2) Sample adding: 100 μ l of fresh whole blood (or serum, plasma) is aspirated by a sample applicator or a disposable blood collection tube, and slowly dropped onto a pad or a sample application well of a test card below the arrow of the test paper (the volume of the disposable blood collection tube is 80 μ l).

3) Interpretation: to prevent the missed detection of the samples of Wen Yang, please observe and record the results 10 minutes after the sample is added.

Interpretation of test results

1) Positive: two purple red lines appear on the test paper at the detection line and the quality control line.

2) Negative: the test paper only shows a purple red line at the position of the quality control line.

3) And (3) failure: the test paper has no purple red line or only has a purple red line on the detection line.

Example 5 kit Performance testing

The following tests were carried out according to the test method of the kit in example 4:

(1) specific experiments:

detection of negative samples: the test results of 1000 cases of common clinical blood are negative.

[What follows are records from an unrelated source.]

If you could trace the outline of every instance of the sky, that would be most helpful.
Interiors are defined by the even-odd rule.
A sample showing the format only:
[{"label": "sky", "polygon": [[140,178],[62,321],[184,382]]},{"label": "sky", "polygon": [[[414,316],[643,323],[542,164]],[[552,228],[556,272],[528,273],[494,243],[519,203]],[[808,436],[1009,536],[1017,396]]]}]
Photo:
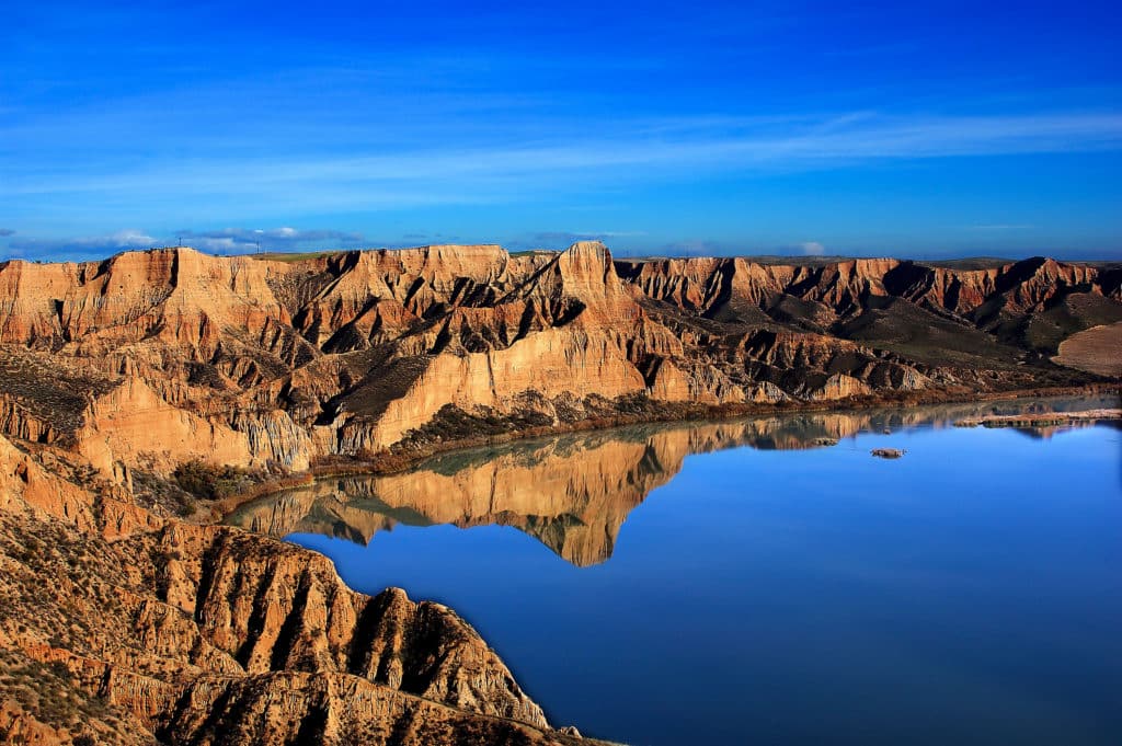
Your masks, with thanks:
[{"label": "sky", "polygon": [[1122,259],[1107,2],[2,6],[0,259]]}]

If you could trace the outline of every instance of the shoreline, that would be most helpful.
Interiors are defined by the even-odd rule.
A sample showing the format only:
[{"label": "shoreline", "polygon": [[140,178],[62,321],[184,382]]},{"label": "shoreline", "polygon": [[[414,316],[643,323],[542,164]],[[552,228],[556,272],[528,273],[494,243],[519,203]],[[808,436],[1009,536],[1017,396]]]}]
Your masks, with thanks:
[{"label": "shoreline", "polygon": [[[662,412],[620,414],[613,417],[579,420],[572,423],[526,427],[517,431],[506,431],[476,438],[465,438],[448,441],[432,441],[423,445],[401,446],[396,451],[373,454],[368,458],[329,455],[313,459],[312,466],[301,472],[267,479],[258,482],[237,495],[215,500],[203,507],[199,514],[188,516],[190,523],[221,522],[227,515],[252,500],[284,492],[300,487],[307,487],[321,479],[335,477],[360,477],[392,475],[407,471],[433,455],[467,451],[488,445],[499,445],[534,438],[552,438],[568,433],[595,432],[626,427],[628,425],[654,423],[687,423],[701,421],[735,420],[749,416],[778,416],[799,413],[861,412],[880,407],[919,407],[938,404],[972,404],[984,402],[1013,402],[1027,398],[1043,398],[1055,396],[1087,396],[1095,394],[1113,394],[1122,398],[1122,383],[1085,384],[1083,386],[1050,386],[1041,388],[1011,389],[1006,392],[985,393],[949,393],[949,392],[903,392],[898,396],[865,396],[833,402],[785,402],[782,404],[697,404],[666,403]],[[837,406],[842,404],[842,406]]]}]

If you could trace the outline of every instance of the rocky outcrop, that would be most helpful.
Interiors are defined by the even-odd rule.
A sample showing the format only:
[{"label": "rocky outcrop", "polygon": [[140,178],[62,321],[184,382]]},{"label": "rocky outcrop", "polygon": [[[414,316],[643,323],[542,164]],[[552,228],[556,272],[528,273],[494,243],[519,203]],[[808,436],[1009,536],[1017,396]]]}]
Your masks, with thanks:
[{"label": "rocky outcrop", "polygon": [[[0,439],[0,653],[50,672],[0,688],[4,733],[576,743],[448,608],[356,593],[318,554],[158,518],[110,481],[93,495],[59,476],[58,458]],[[95,717],[44,706],[47,684],[66,702],[96,700]]]},{"label": "rocky outcrop", "polygon": [[192,458],[298,471],[378,453],[439,438],[447,407],[544,426],[637,399],[654,411],[1077,384],[1114,371],[1072,350],[1083,330],[1122,321],[1119,286],[1114,270],[1051,259],[614,260],[597,242],[519,257],[175,248],[9,261],[0,432],[66,443],[125,483]]}]

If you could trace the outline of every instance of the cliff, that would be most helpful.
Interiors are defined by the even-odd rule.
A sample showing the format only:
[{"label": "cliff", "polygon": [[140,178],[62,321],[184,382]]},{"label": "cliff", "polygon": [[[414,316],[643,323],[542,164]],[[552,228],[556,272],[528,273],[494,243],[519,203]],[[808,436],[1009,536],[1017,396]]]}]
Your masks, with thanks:
[{"label": "cliff", "polygon": [[[1116,379],[1120,282],[1114,269],[1050,259],[968,270],[619,261],[597,242],[517,257],[432,246],[280,261],[174,248],[2,263],[0,734],[576,743],[454,613],[399,590],[353,593],[318,555],[199,525],[199,490],[698,407]],[[815,429],[828,440],[846,425]],[[579,469],[553,446],[364,489],[457,525],[498,509],[590,564],[693,445],[587,442],[598,444]],[[489,501],[452,499],[467,494]],[[310,495],[252,527],[303,525],[300,499],[357,536],[384,519]]]},{"label": "cliff", "polygon": [[356,593],[318,554],[159,518],[108,481],[94,495],[58,458],[0,440],[7,736],[576,743],[448,608]]},{"label": "cliff", "polygon": [[377,453],[440,436],[449,408],[548,426],[637,400],[1080,384],[1118,370],[1104,335],[1080,333],[1122,321],[1120,282],[1051,259],[617,261],[596,242],[525,257],[434,246],[291,263],[186,248],[9,261],[0,432],[65,443],[127,483],[190,458],[298,471]]}]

Detection of positive samples: the detection rate of 459 cases, namely 91.8%, of the novel coronavirus infected serum confirmed by the disease control center in Hubei province is 500.

(2) Stability test:

dividing the randomly-extracted kit to be detected produced in the same batch into 2 parts, placing 1 part in a refrigerator at 4 ℃, placing the other 1 part in a thermostat at 37 ℃ for 6 days, taking out, placing in the refrigerator at 4 ℃ for balancing overnight, and performing stability detection by using positive key quality control products.

The interpretation method comprises the following steps: the detection line shows the color strength, and the interpretation is from L0 to L10, as shown in FIG. 4.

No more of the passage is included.